Honest to God.  Given the history of this game, I can only conclude that GT is a great Black Hole of Suck, that draws us in, year after year.

Full disclosure:  I had to find the end of the game on YouTube.  I'd DVRed, and watched until the GT TD with 0:44 to play.  I then hit the stop button, the delete button and turned off the TV.  (That was about 1 1/2 hours ago.  I was at work during the game, and stayed away from news sources until I was home for the night.)  I'm aging fast enough as it is;  although I can't quite feel the icy fingers of Death, I can certainly make out his warmup swings with the scythe.  I don't need the Hokies to accelerate the process.  Either win big or lose early, so I can be done with it, FFS.

Note to Jim Weaver:  enough with The Worldwide Leader and their endless supply of cash;  please stop scheduling national level and/or conference games for that unbelievably ****** week of every season known as Week 1.  There's a reason our conference mates scheduled W&M, Richmond, Elon, Liberty, Murray St and FIU.  Our offense is bad enough as it is without LT needing to work on his timing in games.  I'm sure Oklahoma St will pass on the phone number for the Savannah St AD, if you ask nicely.
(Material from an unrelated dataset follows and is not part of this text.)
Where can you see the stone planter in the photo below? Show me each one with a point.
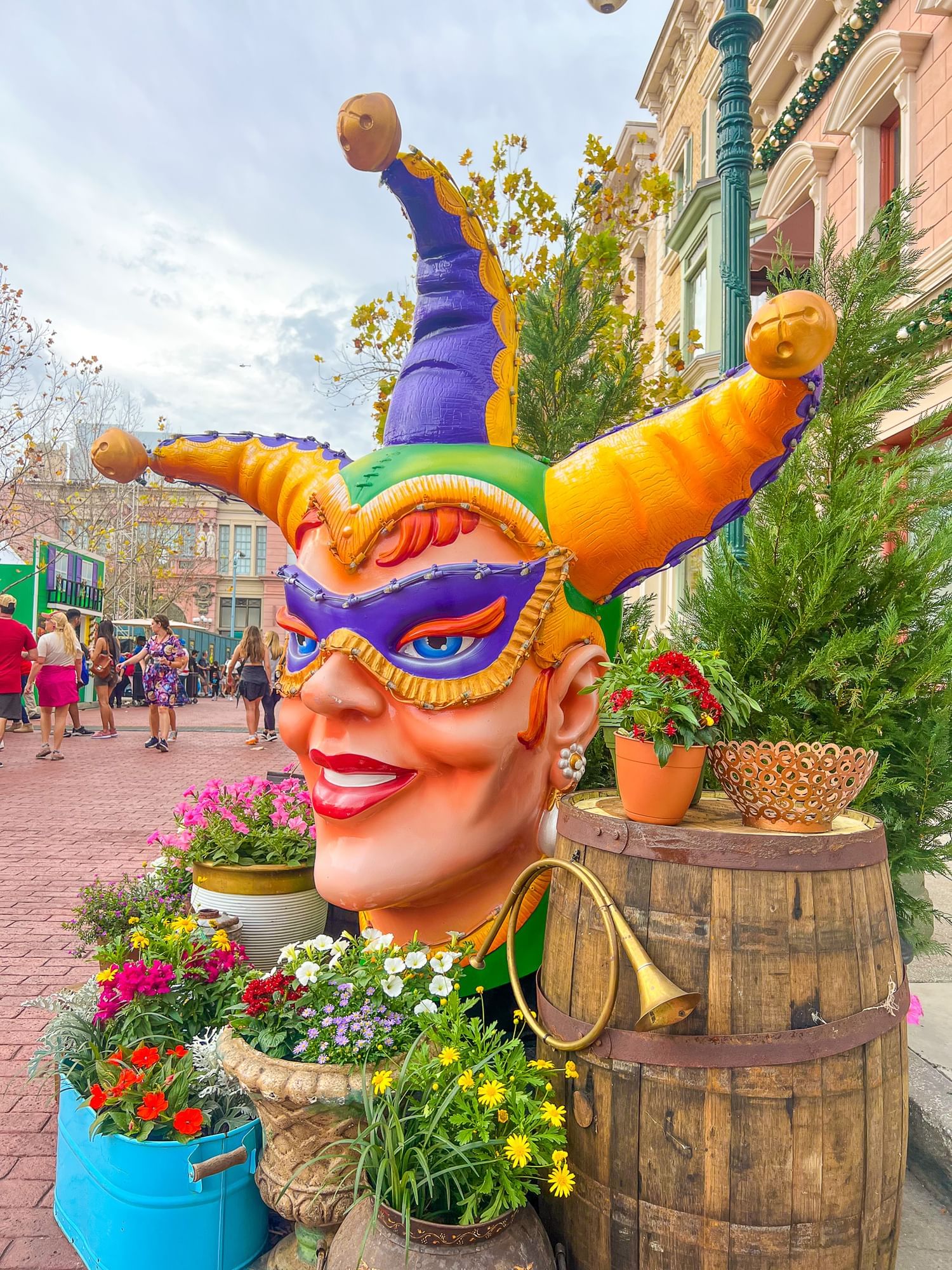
(515, 1240)
(304, 1109)
(277, 905)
That comment had everything. Turning off the TV in anger. Hating on Jim Weaver. The phrase “Black Hole of Suck.” Everything.


Hokie Motivator of the Week

Each week, the Carnegie Mellon Football Analyst submits his own Hokie Motivator. Except that he’s on his honeymoon. Who goes on a honeymoon during football season? Oh, he’s attending Maryland for grad school?

It all makes sense now.

So we'll let D_w take this one...



Gratuitous Tommy Boy Quote of the Week

Yes, we're stealing this straight from Deadspin's Jamboroo. No, we don't care.

Nicole Taylor, Action 8 News: Is that why you've strapped a bomb to your chest?

Tommy: Oh, this isn't a bomb. These are road flares.

Ray Zalinsky: Road flares? Did you live under power lines as a kid, or something?

Tommy: Ha ha ha, why?


Replacement Voldemort of the Week

So I’ve been told that we are playing the Governor’s. Really. The Governor’s. Your mascot is a politician?

Well, whatever. We know two guys that are experts in taking out governor’s...

 Mike Donnelly and Steve Dodds

Two Farley movies in one preview? We really had to Beverly Hills Ninja that in there. You might say we’re Almost Heroes.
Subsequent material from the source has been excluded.